Take-Two clobbered on Wall Street

Analysts bum-rush the publisher following earnings warning, sparking sell-off; stock down more than 15 percent.


Today on Wall Street, Take-Two Interactive (NASDAQ: TTWO) took a drubbing worthy of The Warriors, its just-released beat-'em-up action game. Following yesterday's one-two punch of lowered guidance and delay announcements, analysts ganged up on the publisher, pummeling it with a battery of negative reports.

Investment firms Bear Stearns, Janco Partners, and Wedbush Morgan all downgraded Take-Two's stock to "peer perform," "accumulate," and "hold," respectively. "We are at a loss to explain the company's consistent failure to execute," read a report from Webush analyst Michael Pachter.
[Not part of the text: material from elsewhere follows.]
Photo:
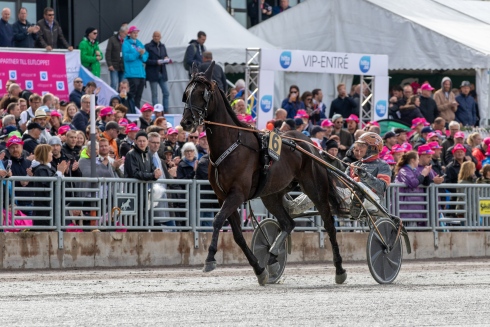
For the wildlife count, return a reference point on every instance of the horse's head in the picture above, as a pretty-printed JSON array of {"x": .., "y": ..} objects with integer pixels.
[{"x": 197, "y": 97}]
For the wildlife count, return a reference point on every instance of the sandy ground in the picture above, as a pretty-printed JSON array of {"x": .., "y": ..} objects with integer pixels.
[{"x": 426, "y": 293}]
Even more discouraging was the consensus among analysts that there is even more bad news down the road. "We continue to see no positive catalysts over the next six months," said Pachter. "The company’s FY06 guidance implies that the bulk of its net income will be earned late in the year, without commitment to the next installment of the GTA franchise." UBS' Mike Wallace concurred, saying, "We still think FY06 guidance and FY06 Street numbers are too high."

After agreeing with his counterparts, FBR Research's Shawn Milne had even harsher words for Take-Two, dismissing the company's claims that "cautious" US retailers were partially to blame for its woes. "We believe this is more company-specific than market-driven," said Milne.

Of all the major analysts, only Piper Jaffray's Anthony Gikas gave Take-Two anything close to a vote of confidence. "Today we find ourselves stuck with an Outperform rating on TTWO," he wrote in his note. "We are electing not to downgrade TTWO shares and think today could represent the [near-term] bottom to the stock." However, Gikas bluntly stated that he and his colleagues were none too thrilled with the publisher, saying, "We are not big fans."

When the closing bell rang this afternoon, the impact of Take-Two earnings warning became clear. On heavy trading--more than 10 million shares changed hands, 10 times the average volume--the publisher's stock lost more than 15 percent of its value, or some $3.12 per share. When the dust cleared, Take-Two's stock price stood at $17.53, its lowest point in more than a year. As of press time, the company had only recovered a nickel per share in after-hours trading.